Dünyanın farklı noktalarındaki çatışma süreçlerini takip eden ve tarafsız bir araştırma kuruluşu olan “International Crisis Group”un 17 Mart 2016’da yayımladığı rapora göre, “çözüm süreci”nin bozulmasından sonraki son 8 aylık süre içerisinde 350 binden fazla insan evini terketmek zorunda kaldı.
International Crisis Group’un raporunda, “Bölgede yaşanan çatışmalarda 250’ye yakın sivil ve 350’den fazla güvenlik görevlisi hayatını kaybetti” denildi.

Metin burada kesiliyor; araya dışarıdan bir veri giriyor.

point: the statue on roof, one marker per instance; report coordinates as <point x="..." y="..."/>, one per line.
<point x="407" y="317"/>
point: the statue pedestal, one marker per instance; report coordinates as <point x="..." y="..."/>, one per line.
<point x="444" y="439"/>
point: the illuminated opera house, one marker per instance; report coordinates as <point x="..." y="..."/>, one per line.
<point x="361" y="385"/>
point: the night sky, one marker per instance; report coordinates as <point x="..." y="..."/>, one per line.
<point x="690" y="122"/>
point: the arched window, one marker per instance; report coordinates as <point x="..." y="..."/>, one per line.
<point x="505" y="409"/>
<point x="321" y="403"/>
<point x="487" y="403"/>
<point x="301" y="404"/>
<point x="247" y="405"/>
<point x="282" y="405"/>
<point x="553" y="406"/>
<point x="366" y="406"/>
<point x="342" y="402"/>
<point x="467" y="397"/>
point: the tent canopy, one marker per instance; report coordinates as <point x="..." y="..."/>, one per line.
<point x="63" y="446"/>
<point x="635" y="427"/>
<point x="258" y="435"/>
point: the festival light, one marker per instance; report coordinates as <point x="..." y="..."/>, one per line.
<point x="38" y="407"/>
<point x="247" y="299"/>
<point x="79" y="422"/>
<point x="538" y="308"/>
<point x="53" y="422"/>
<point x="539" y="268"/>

‘Halk geleceğe umutla bakıyordu’
Dr. Serhun Al, raporda, “Çözüm süreci ve çatışmasızlık zamanı Diyarbakır’da bir bahar havasının olduğunu çoğu kişi dile getirmektedir. Ekonomi ciddi bir ivme kazanmış, yatırımlar çoğalmış, psikolojik olarak halkın geleceğe umutla baktığı belirtilmektedir” ifadelerini kullanıyor.
Raporda görüşü alınan SARMAŞIK Yoksullukla Mücadele Derneği Başkanı, “Çatışmaların tekrar başlayacağını halk beklemiyordu. Bu yüzden çatışmaların başlaması ve şehirlere taşınması halkta ciddi bir psikolojik kırılmaya sebep oldu” dedi.
PKK’ye de devlete de eleştiri
Bölgedeki sivil toplum kuruluşlarının yaşanan bu son süreçte, hem PKK’nin siyaseti hem de Ankara’nın olayları ele alış biçimini ciddi şekilde eleştirdiği ifade edildi.
Dicle Toplumsal Araştırmalar Merkezi (DİTAM) Başkanı Mehmet Kaya, PKK’nin çatışmaları şehire taşımasına halkın kırgın olduğunu, devletin sert askeri cevabına ise halkın kızgın olduğu görüşünde.
Ortadoğu Stratejik Araştırmalar Merkezi (ORSAM) Başkanı Şaban Kardaş ise, devletin halkın yaralarını kısa zaman içerisinde saramaması sonucunda Ankara’nın ahlaki üstünlüğünün zayıflayabileceğini belirtti.
Normalleşme için karşılıklı adım
Şaban Kardaş,”çözüm süreci”nde Ankara’nın atmış olduğu normalleşme adımlarına PKK’nin aynı ölçüde karşılık vermediği söyledi ve normalleşmenin tek taraflı değil, karşılıklı olması gerektiğine vurgu yaptı.
Son 10 ayda yaşanan çatışmaların tablosu Artuklu Üniversitesi Siyaset Bilimi Öğretim Görevlisi Cuma Çiçek’e göre “berbat bir tablo”. Çicek, “Son çatışmalarla birlikte Türkiye’de sivil ve siyasal alanlar daraldı ve gri alanlar bitti” dedi.
Mardin Sanayici ve İşadamları Derneği Başkanı ve Organize Sanayi Bölgesi Başkan Vekili Nasır Duyan’a göre ise, bugünkü şiddet ve yıkım 1990’lı yıllara kıyasla çok daha fazla.
‘Kutuplaşmaya gidiliyor’
Dr. Serhun Al, yapmış olduğu araştırmanın sonucunu ise şöyle özetledi:
-Çözüm süreci zamanındaki çatışmasızlık durumu bölge halkı tarafından özlemle anılıyor. Meselenin şiddetten arındırılması ve çatışmasızlık durumu sorunun çözümünde ağırlık bir yere sahiptir.
-PKK'nın hendek siyaseti ve çatışmaları şehir merkezlerine taşıması bölge insanının çoğu tarafından onaylanmamıştır. Fakat Ankara’nın sokağa çıkma yasakları da dâhil olmak üzere takındığı sert tutum da bölge insanı tarafından ciddi şekilde eleştirilmektedir.
-Bazı güvenlik görevlilerinin siyasal-milliyetçi hal ve hareketleri bölge insanının onurunu ciddi şekilde kırmaktadır.
-Bölgedeki şiddet ortamı hem Kürtler’in kendi içinde sınıfsal ve politik olarak kutuplaşmasına sebebiyet verirken hem de Batı ile Doğu arasındaki duygusal kopuşa zemin hazırlama potansiyeline sahiptir.
-Bölge insanının çoğu çatışmasızlık sürecine geri dönülmesi ve taraflar arasında diyalog ve iletişim kanallarının tekrardan açılmasından yanadır.